CS 201 - 11/4/14
Hash Table with Chaining
The Hash Table array is really array of
heads of linked lists.
The search through a linked list of a "set"
number of values is Constant (Big-Oh (1))
The linked lists only contain a "set" number of
values if we are able to control/reduce the
number of collisions during the "hash function"
calculation.
In order to help keep the size of the linked lists
to a "set" number of values, we should have
1) the array size be at least twice the expected
number of data elements.
2) the array size should be prime
The speed of the hash table relies on the inverse
relationship of execution speed and allocated
memory size
Closed Hash Tables (No linked list)
- values are stored directly in the array
- the hash table array size MUST be larger than
(or equal to) the number of data items
- resolution of collisions becomes much more
complicated
-when two items are hashed to the same location
- the first item gets stored in that
location
- the second item get store in a nearby
location
linear probing - when a collision occurs, we search for
the next open spot in the table in a linear
search manner.
if pos X is in use, then try pos X+1
if pos X+1 is in use, then try pos X+2
if pos X+2 is in use, then try pos X+3
....
clustering - when multiple data items get hashed to
a small number of nearby positions
linear probing tends to increase clustering
One solution to linear probing is quadratic probing
- we use a quadratic sequence to determine the
next "available location"
if pos X is in use, then try pos X+1
if pos X+1 is in use, then try pos X+4
if pos X+4 is in use, then try pos X+9
if pos X+9 is in use, then try pos X+16
if pos X+16 is in use, then try pos X+25
....
When using a closed hash table, at each array
position we need to store some "Meta-data"
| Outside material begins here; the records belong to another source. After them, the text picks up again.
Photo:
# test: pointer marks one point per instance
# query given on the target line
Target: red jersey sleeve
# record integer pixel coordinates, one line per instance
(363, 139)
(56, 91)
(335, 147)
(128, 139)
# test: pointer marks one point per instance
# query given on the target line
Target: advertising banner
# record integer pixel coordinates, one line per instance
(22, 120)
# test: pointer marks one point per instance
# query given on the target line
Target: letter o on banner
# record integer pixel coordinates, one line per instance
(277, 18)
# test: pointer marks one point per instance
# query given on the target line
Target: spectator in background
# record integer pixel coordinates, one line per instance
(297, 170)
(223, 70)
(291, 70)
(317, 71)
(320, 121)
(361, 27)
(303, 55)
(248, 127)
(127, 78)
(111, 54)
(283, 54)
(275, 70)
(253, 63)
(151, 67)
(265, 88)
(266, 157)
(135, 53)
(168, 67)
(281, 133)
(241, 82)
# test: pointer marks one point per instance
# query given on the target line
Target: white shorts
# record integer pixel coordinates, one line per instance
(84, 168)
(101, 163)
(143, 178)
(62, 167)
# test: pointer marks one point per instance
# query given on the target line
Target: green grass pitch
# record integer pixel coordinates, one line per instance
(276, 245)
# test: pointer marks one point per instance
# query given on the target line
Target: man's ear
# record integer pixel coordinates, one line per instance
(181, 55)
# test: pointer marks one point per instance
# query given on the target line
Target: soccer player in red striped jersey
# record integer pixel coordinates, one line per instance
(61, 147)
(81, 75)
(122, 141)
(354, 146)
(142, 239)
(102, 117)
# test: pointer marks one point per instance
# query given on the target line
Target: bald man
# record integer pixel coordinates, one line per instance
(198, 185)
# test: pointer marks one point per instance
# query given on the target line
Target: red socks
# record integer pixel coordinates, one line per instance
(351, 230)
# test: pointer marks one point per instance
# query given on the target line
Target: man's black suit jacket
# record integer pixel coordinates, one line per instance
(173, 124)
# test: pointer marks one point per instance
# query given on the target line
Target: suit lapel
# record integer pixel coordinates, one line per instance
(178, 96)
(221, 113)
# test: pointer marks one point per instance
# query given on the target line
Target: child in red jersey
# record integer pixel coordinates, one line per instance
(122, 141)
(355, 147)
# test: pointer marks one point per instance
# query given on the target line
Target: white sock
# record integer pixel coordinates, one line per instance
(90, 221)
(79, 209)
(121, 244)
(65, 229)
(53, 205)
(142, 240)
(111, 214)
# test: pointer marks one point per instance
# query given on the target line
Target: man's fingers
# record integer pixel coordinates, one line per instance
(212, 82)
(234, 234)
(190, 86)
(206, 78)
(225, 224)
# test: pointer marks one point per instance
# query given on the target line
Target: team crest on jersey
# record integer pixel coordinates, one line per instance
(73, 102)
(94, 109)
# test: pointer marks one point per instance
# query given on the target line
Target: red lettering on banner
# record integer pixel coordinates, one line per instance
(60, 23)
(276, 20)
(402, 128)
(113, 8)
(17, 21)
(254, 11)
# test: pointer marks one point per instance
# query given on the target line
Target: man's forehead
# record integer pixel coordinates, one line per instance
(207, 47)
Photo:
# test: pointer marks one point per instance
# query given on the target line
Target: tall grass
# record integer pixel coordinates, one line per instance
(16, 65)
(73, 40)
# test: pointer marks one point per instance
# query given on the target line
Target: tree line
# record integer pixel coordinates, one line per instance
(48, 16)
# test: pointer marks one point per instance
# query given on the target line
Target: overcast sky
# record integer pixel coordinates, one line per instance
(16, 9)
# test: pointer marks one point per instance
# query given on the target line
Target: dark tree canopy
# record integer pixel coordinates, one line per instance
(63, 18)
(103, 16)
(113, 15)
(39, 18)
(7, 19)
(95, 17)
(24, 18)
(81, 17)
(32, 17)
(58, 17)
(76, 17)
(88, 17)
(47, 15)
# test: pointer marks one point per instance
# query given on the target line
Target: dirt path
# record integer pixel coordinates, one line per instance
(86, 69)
along with the read data for the data items
This meta-data includes a "used" bit
- initially all positions are marked "unused"
- as a value is added into a position, that
position is marked as "used"
- when search for a value that is not in the
hash table, we stop the search only when
we encounter a position that is still "unused"
A closed hash table may need to be regularly
"rehashed" to help increase speed due to
currently empty positions still marked as "used".
A second meta-data element of "empty/inuse" bit
is sometimes helpful with deleting of data items